Source: CANSIM Table 282-0011 Labour force survey estimates (LFS), employment by class of worker, North American Industry Classification System (NAICS) and sex, unadjusted for seasonality, Statistics Canada
After skimming through half a dozen national media and labour reports following the June 2014 Labour Force Survey (LFS) release this morning, it was surprising / disappointing that not one mentioned self-employment. All led with some variation of “Canada lost 9,400 jobs.” As indicated in Table 2 of the release, Canada supposedly lost an LFS-estimated 32,800 payroll jobs, the more modest 9,400 figure tempered by the estimated 23.400 gain in self-employment — with the usual caveat that all these monthly figures are meaningless as they’ll be revised in the coming months.
There are more than a few reasons to be wary of a ‘jobs’ report that’s increasingly being affected by self-employment noise.
Effect on US, Canadian employment comparability
The problem is exacerbated when Statistics Canada’s LFS job figures are compared with the US Bureau of Labour Statistics (BLS) jobs data. While the BLS does have a labour force survey – the Labor Force Statistics component of the Current Population Survey – it only uses it to report the unemployment rate. The employment figure BLS releases on the same day as the unemployment rate is obtained from a separate employer payroll survey – Current Employment Statistics – which excludes both farm and self- employment.

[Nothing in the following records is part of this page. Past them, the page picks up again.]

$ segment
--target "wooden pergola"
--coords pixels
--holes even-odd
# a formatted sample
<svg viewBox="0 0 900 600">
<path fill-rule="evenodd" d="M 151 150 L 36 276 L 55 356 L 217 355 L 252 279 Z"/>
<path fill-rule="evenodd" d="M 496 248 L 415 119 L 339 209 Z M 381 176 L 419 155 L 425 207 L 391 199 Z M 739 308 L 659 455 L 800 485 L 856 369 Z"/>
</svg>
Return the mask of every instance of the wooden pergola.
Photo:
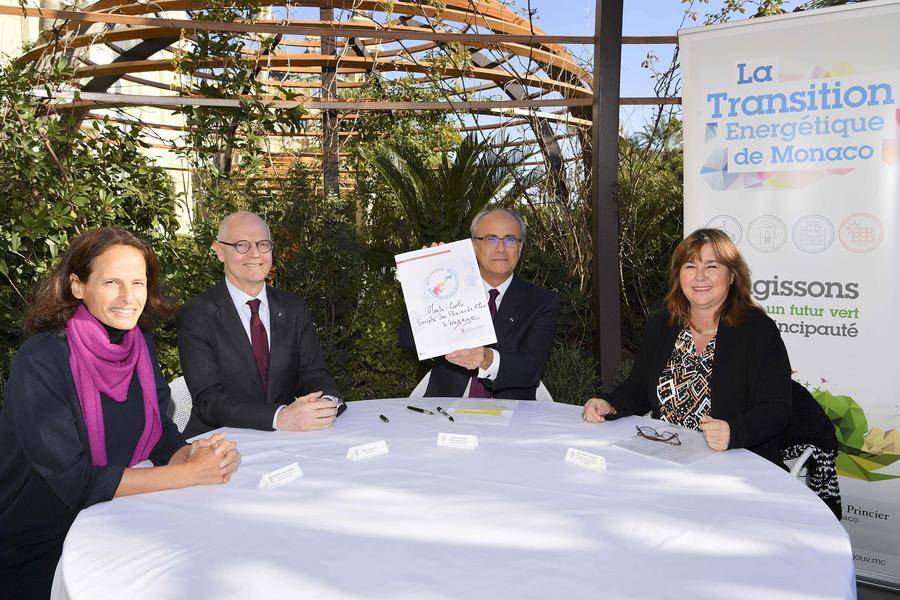
<svg viewBox="0 0 900 600">
<path fill-rule="evenodd" d="M 474 119 L 461 126 L 464 131 L 526 128 L 530 138 L 523 143 L 533 144 L 556 176 L 557 194 L 567 193 L 560 141 L 571 138 L 591 172 L 595 351 L 603 388 L 610 389 L 621 362 L 616 202 L 619 107 L 679 102 L 677 98 L 621 98 L 621 46 L 676 43 L 676 38 L 623 37 L 623 0 L 596 0 L 591 36 L 546 35 L 493 0 L 442 0 L 439 6 L 406 0 L 300 0 L 289 5 L 259 0 L 257 4 L 271 18 L 204 20 L 204 0 L 99 0 L 77 11 L 0 6 L 0 14 L 55 20 L 38 45 L 18 60 L 41 63 L 65 54 L 78 61 L 68 93 L 54 94 L 53 102 L 58 110 L 71 110 L 80 120 L 100 118 L 98 111 L 115 107 L 240 106 L 241 98 L 198 97 L 173 77 L 185 67 L 179 62 L 178 49 L 190 44 L 197 32 L 235 34 L 246 42 L 245 55 L 258 65 L 254 76 L 266 90 L 262 100 L 273 108 L 310 111 L 310 127 L 299 135 L 321 140 L 325 193 L 339 191 L 338 120 L 353 118 L 359 111 L 453 111 Z M 318 20 L 293 18 L 292 13 L 303 8 L 317 9 Z M 336 18 L 335 11 L 351 18 Z M 268 46 L 274 50 L 262 52 L 260 39 L 274 41 Z M 593 73 L 580 66 L 564 44 L 592 45 Z M 103 48 L 112 60 L 92 60 L 94 48 Z M 441 60 L 448 48 L 464 52 L 465 64 Z M 208 61 L 192 76 L 215 79 L 217 66 L 222 65 Z M 436 86 L 442 99 L 381 102 L 341 94 L 361 87 L 366 76 L 411 78 L 413 83 Z M 166 78 L 173 83 L 162 83 Z M 156 88 L 158 93 L 110 91 L 123 81 Z M 285 89 L 298 95 L 279 96 L 278 90 Z"/>
</svg>

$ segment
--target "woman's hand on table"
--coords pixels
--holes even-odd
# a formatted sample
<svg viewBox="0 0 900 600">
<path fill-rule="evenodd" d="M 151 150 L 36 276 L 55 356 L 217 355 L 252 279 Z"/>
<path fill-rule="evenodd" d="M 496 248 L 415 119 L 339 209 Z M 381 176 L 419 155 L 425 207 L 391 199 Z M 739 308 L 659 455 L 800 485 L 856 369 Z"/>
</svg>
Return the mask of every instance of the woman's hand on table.
<svg viewBox="0 0 900 600">
<path fill-rule="evenodd" d="M 237 445 L 226 439 L 224 433 L 216 433 L 193 442 L 184 465 L 191 485 L 210 485 L 228 483 L 240 459 Z"/>
<path fill-rule="evenodd" d="M 237 471 L 240 460 L 235 443 L 226 439 L 224 433 L 215 433 L 182 446 L 165 466 L 125 469 L 115 496 L 228 483 L 231 474 Z"/>
<path fill-rule="evenodd" d="M 612 404 L 603 398 L 591 398 L 584 405 L 581 418 L 588 423 L 602 423 L 606 417 L 616 414 Z"/>
<path fill-rule="evenodd" d="M 713 450 L 728 450 L 728 443 L 731 441 L 731 427 L 728 421 L 703 415 L 700 417 L 700 431 L 706 438 L 707 446 Z"/>
<path fill-rule="evenodd" d="M 218 442 L 220 442 L 224 439 L 225 439 L 225 432 L 220 431 L 219 433 L 212 434 L 208 438 L 203 438 L 202 440 L 194 440 L 190 444 L 190 451 L 188 452 L 188 455 L 181 462 L 187 462 L 187 459 L 192 457 L 197 452 L 197 450 L 199 450 L 200 448 L 213 448 L 213 447 L 215 447 L 215 445 Z M 229 442 L 229 443 L 234 444 L 234 442 Z"/>
<path fill-rule="evenodd" d="M 183 465 L 188 461 L 190 457 L 192 457 L 197 450 L 200 448 L 211 448 L 218 441 L 225 439 L 225 433 L 219 432 L 215 433 L 208 438 L 203 438 L 202 440 L 194 440 L 190 444 L 186 444 L 178 449 L 178 451 L 172 455 L 172 458 L 169 459 L 170 465 Z"/>
</svg>

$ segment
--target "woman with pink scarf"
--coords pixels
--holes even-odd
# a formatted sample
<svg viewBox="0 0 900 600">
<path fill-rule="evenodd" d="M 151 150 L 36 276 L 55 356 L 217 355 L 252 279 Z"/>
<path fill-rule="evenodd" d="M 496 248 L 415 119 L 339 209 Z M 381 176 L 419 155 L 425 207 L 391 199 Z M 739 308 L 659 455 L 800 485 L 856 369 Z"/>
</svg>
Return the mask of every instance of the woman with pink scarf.
<svg viewBox="0 0 900 600">
<path fill-rule="evenodd" d="M 122 229 L 79 235 L 41 284 L 0 413 L 0 595 L 48 597 L 81 509 L 237 469 L 224 434 L 189 445 L 167 416 L 147 332 L 173 312 L 153 249 Z"/>
</svg>

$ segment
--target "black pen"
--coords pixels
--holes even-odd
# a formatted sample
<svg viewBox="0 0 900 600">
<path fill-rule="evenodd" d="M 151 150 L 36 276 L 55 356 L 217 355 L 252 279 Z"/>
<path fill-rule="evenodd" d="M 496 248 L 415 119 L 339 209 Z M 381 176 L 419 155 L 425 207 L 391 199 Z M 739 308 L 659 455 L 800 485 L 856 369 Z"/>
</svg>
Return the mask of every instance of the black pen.
<svg viewBox="0 0 900 600">
<path fill-rule="evenodd" d="M 430 410 L 425 410 L 424 408 L 419 408 L 418 406 L 407 406 L 409 410 L 414 410 L 417 413 L 422 413 L 423 415 L 433 415 L 434 413 Z"/>
<path fill-rule="evenodd" d="M 440 406 L 437 407 L 437 411 L 439 413 L 441 413 L 442 415 L 444 415 L 445 417 L 447 417 L 448 419 L 450 419 L 451 421 L 453 420 L 453 417 L 451 417 L 449 414 L 447 414 L 447 411 L 444 410 L 443 408 L 441 408 Z"/>
<path fill-rule="evenodd" d="M 388 419 L 388 418 L 387 418 L 386 416 L 384 416 L 384 415 L 378 415 L 378 418 L 381 419 L 382 421 L 384 421 L 385 423 L 390 423 L 390 422 L 391 422 L 391 420 Z"/>
</svg>

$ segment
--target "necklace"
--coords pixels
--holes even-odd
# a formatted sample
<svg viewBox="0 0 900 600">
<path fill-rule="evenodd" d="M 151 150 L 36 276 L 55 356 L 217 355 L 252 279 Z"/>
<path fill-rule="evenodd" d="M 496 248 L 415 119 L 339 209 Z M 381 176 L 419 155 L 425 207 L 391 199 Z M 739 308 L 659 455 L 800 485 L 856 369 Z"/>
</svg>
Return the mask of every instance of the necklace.
<svg viewBox="0 0 900 600">
<path fill-rule="evenodd" d="M 693 329 L 695 333 L 699 333 L 700 335 L 713 335 L 719 330 L 719 325 L 716 324 L 716 326 L 712 329 L 700 329 L 699 327 L 691 323 L 691 329 Z"/>
</svg>

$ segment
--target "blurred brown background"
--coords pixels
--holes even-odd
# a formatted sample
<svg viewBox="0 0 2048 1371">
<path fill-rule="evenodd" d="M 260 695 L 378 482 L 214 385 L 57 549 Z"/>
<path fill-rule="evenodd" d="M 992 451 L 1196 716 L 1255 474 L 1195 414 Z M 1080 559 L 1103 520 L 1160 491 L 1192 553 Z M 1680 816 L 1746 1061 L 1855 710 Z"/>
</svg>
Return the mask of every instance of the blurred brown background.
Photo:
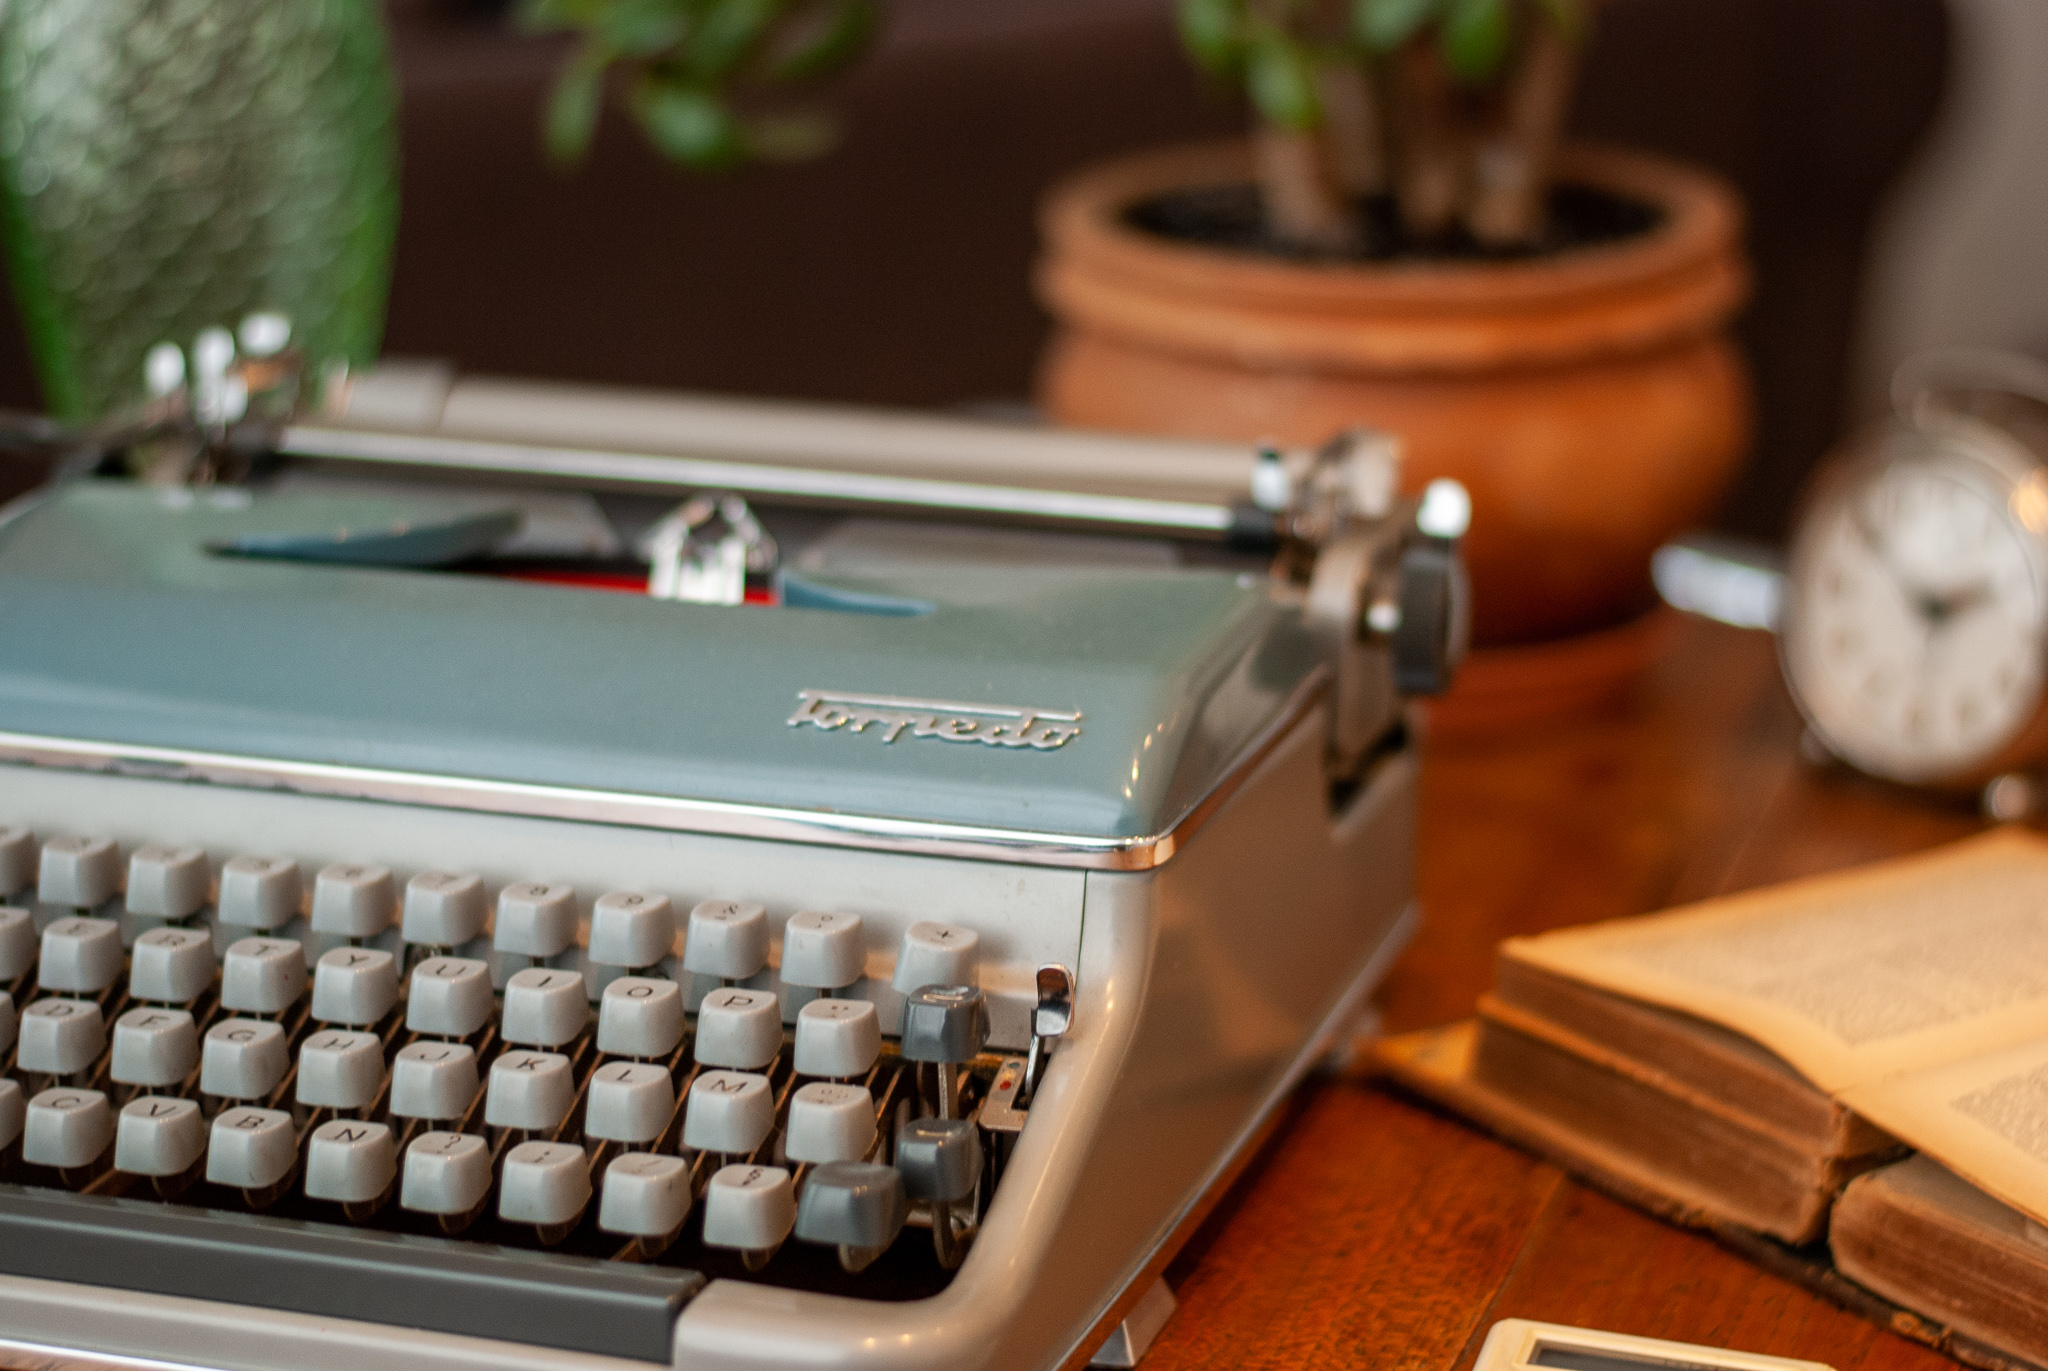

For reasons not very well justified, StatsCan’s payroll survey – Survey of Employment Payroll and Hours – lags two months behind the LFS. Since media and labour groups want to report both the unemployment rate and employment figure at the same time, and the LFS comes out first, we ended up with the unfortunate situation we have now. To repeat StatsCan’s LFS employment estimate is not comparable to that reported by the US BLS – since the LFS estimate includes farm and self- employment, it will always be (relatively) higher.
Self-employment should be excluded
Another reason self-employment should be excluded: While StatsCan collects hours worked from those self-identifying as self-employed, it does not collect earnings information from them. The reason’s kind of obtuse: Since the self-employed don’t earn a salary, and could re-invest their earnings into their business instead of retain it as personal income, any such information collected would be inconsistent and unreliable. There’s a fairly obvious solution: For those that identify as self-employed, have the interviewer ask them to provide only the earnings they retained as personal income.
As it stands, there’s no way to determine whether someone identifying as self-employed is earning a decent living, or simply opting to try self-employment for lack of payroll employment opportunities.
Without the benefit of earnings information, one possible – albeit crude – way of trying to assess self-employment quality is by looking at the trend in such enterprises with ‘paid help’, incorporated or otherwise.
Why not simply incorporated alone? Interesting fact: In the age of increasing precarious employment, more workers are employed as ‘perma-temps’. They may be continuously employed, but through temp agencies that provide them only short-term contracts (either with the same or different employers). Pretty much all such agencies offer temps two payroll options, the more attractive – being paid as an independent contractor – only available to those who (self-) incorporate. All of which is to say, it’s unclear how many incorporated self-employed without ‘paid help’ are actually working at their own enterprise, or working as contracted perma-temps.
As illustrated in Chart 1, the volatile overall self-employment trend that’s seen little change in the average self-employment share of the labour market hides an underlying trend. Based on our crude measure, self-employment quality has deteriorated as the share of self-employed individuals rose significantly as the self-employed who could afford / take on paid declined since the Great Recession.